Ora col touchpad la freccia si muove lentissima, non funziona il tap e neanche gli scroll...che prima andavano...

Qualcuno ha idea del perchè non consideri le mie configurazioni?

----------

## mack1

Ho aggiornato anche io oggi, solo che ho lasciato le impostazioni statiche  :Very Happy:  .

Prova a dare un'occhiata qui:

https://forums.gentoo.org/viewtopic-t-722498-highlight-xorg.html?sid=1b7242f4f3d430af4e9b1858c6b15c41

Ciao

----------

## canduc17

...mi sa che hai fatto bene, perchè io non riesco a farlo andare... :Sad: 

----------

## publiosulpicio

Scusate, ma sono l'unico che trova la guida del tutto incomprensibile? In pratica cosa bisogna fare dopo aver aggiornato?

----------

## canduc17

Quello che ho capito io è che, se vuoi, puoi configurare i tuoi device di input (mouse, tastiera, touchpad, tavoletta grafica...) con delle policy in hal, eliminandole dallo xorg.conf.

In questo modo la configurazione è più flessibile.
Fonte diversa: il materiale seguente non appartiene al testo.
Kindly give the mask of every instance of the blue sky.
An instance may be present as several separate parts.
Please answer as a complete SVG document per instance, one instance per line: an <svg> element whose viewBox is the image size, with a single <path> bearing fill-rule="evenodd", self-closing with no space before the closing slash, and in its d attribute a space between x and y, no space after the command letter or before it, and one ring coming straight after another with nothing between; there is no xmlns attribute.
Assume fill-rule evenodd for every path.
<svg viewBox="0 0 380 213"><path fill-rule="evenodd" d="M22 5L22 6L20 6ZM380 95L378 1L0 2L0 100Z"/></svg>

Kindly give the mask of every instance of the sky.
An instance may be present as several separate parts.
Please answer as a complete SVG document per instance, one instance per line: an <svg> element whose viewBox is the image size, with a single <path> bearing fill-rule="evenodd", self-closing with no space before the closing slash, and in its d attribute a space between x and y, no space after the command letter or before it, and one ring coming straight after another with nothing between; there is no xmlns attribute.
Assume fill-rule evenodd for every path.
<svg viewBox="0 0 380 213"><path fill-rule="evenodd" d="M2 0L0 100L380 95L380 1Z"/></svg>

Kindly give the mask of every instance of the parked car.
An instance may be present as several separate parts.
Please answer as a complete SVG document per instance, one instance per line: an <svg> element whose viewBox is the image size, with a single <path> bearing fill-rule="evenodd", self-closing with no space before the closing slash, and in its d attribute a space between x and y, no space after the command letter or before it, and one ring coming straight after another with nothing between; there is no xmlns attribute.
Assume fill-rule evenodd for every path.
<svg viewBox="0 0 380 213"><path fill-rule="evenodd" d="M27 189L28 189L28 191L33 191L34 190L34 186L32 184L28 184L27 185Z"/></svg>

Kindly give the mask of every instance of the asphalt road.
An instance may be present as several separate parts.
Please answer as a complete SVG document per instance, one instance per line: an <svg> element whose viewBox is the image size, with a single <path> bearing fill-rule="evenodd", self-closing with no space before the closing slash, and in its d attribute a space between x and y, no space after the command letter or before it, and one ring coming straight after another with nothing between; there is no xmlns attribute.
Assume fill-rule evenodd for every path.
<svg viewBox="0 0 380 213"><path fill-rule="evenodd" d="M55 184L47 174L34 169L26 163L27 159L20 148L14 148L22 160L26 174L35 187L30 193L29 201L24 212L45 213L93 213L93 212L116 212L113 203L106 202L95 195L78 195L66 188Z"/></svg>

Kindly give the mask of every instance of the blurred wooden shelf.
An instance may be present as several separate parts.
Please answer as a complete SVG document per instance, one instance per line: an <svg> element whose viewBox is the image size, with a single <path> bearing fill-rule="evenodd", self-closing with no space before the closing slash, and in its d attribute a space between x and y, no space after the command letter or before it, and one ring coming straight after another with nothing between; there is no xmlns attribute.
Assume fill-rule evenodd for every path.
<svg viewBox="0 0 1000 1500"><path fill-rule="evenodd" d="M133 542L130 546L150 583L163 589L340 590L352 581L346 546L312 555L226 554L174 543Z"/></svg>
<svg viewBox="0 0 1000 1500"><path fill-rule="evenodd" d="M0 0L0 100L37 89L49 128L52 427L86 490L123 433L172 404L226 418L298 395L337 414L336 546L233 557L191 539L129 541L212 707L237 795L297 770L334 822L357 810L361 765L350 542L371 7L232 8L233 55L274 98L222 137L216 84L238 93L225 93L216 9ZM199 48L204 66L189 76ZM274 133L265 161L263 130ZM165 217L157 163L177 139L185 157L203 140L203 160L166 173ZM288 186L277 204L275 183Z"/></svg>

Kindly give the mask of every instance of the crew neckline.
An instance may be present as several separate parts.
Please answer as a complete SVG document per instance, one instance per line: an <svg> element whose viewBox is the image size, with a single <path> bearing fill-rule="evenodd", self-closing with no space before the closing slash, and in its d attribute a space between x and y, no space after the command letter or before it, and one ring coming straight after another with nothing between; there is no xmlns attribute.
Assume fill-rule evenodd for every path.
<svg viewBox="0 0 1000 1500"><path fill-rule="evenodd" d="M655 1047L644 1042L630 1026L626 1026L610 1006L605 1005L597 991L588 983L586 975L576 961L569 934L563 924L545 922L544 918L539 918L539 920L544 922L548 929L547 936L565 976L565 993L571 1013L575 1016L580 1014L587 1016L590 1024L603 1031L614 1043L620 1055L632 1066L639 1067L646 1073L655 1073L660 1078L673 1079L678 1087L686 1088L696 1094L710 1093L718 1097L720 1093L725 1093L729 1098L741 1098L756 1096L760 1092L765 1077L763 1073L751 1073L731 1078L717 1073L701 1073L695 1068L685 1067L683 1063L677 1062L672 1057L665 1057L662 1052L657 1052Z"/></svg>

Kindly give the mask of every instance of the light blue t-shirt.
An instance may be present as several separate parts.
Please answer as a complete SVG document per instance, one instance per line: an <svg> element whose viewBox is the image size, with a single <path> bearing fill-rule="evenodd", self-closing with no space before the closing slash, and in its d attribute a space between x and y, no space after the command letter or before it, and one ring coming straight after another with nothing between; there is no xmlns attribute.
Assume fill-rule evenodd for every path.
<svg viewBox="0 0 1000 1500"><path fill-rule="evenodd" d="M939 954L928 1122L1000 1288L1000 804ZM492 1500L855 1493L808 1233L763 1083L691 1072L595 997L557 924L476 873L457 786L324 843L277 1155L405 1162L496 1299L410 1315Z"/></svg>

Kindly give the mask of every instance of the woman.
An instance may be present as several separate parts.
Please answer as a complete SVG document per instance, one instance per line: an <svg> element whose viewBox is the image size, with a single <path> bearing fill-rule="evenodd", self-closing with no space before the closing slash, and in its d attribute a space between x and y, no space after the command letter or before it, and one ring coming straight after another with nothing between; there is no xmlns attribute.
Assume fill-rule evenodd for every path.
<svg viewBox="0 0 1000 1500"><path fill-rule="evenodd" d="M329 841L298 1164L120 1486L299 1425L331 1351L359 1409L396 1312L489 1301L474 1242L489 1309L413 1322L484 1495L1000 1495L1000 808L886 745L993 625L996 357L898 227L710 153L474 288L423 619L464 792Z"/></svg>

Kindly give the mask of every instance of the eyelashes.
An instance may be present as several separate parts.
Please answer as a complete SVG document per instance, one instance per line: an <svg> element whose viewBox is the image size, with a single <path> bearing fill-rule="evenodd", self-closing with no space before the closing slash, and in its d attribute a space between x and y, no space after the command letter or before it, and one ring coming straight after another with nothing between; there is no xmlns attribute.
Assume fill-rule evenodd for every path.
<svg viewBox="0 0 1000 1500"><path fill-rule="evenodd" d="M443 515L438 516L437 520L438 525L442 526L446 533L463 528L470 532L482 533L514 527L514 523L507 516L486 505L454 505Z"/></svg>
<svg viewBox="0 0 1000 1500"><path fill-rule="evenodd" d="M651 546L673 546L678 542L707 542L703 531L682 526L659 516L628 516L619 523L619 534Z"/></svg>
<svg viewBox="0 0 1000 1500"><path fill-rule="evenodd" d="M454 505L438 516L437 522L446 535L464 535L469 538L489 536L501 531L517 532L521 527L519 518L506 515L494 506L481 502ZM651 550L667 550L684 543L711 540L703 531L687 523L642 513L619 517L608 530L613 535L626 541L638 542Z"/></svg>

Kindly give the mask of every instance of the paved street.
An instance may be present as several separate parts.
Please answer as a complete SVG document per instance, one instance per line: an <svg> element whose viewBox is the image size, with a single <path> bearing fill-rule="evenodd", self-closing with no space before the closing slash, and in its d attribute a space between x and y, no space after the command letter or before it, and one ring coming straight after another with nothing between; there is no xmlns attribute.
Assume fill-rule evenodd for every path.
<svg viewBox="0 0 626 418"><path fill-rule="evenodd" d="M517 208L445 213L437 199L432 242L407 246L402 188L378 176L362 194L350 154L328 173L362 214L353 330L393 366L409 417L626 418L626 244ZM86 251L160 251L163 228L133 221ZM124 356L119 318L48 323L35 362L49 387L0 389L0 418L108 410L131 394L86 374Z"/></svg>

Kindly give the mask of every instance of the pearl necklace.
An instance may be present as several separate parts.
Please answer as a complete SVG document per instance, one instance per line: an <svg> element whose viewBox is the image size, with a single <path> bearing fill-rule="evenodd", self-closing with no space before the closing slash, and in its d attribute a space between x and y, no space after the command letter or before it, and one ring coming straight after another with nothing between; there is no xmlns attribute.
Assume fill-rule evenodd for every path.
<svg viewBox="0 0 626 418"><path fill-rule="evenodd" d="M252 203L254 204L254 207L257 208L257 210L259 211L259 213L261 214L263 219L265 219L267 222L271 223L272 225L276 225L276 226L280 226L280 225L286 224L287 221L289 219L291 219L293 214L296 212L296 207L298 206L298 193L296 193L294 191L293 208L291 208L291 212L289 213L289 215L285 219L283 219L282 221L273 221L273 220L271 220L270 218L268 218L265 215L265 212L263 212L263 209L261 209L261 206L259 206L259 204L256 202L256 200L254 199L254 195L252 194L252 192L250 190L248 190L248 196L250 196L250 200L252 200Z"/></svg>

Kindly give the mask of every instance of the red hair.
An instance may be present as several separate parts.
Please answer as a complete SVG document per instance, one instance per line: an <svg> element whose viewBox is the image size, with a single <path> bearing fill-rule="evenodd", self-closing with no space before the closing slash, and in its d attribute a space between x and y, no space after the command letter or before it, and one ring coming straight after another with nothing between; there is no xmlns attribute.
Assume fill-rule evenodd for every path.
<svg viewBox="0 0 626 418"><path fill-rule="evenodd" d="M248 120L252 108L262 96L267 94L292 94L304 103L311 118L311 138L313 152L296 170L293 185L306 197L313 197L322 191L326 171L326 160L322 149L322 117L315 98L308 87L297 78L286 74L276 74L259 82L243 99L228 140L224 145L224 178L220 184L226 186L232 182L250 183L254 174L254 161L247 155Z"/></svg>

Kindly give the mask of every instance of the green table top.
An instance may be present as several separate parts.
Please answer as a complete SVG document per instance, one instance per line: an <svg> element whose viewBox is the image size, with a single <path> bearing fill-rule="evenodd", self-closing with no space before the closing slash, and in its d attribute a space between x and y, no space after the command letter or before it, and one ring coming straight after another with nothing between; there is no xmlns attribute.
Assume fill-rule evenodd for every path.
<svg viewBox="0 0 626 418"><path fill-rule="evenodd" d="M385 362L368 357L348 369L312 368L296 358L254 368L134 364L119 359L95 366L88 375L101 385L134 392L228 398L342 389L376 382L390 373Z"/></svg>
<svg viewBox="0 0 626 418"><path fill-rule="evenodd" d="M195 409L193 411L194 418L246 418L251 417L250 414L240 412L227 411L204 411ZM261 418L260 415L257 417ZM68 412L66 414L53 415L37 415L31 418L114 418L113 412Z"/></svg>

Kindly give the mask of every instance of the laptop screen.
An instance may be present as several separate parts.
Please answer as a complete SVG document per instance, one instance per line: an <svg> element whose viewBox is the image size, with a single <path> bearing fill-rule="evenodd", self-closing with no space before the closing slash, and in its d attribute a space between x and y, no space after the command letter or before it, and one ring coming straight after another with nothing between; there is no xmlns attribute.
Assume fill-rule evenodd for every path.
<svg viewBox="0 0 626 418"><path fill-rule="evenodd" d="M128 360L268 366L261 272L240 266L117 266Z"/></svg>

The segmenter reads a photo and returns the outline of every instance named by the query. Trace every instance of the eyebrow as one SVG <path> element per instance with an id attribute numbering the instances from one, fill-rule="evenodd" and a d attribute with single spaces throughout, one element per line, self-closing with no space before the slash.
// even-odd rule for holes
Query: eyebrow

In cosa consista questa flessibilità non ho capito manco io.

Io so solo che con la tastiera ce l'ho fatta...il mio touchpad invece non va come prima...

----------

## Peach

la cosa allucinante di tutto ciò è che se ti capita di passare un fdi sbagliato, col fatto che hal non lo ricarca dinamicamente, se lo riavvii e riavvii x può capitarti di non poter far altro che riavviare la macchina,  :Twisted Evil: 

anyway

pure io sono nella tua situazione, ora sto facendo delle ricerche nel forum internazionale per vedere se salta fuori qualcosa

----------

## lucapost

Decisamente brutta situazione, qui urge una buona guida alla nuova configurazione. Anche se scopiazzando dai file fdi l'intuizione aiuta...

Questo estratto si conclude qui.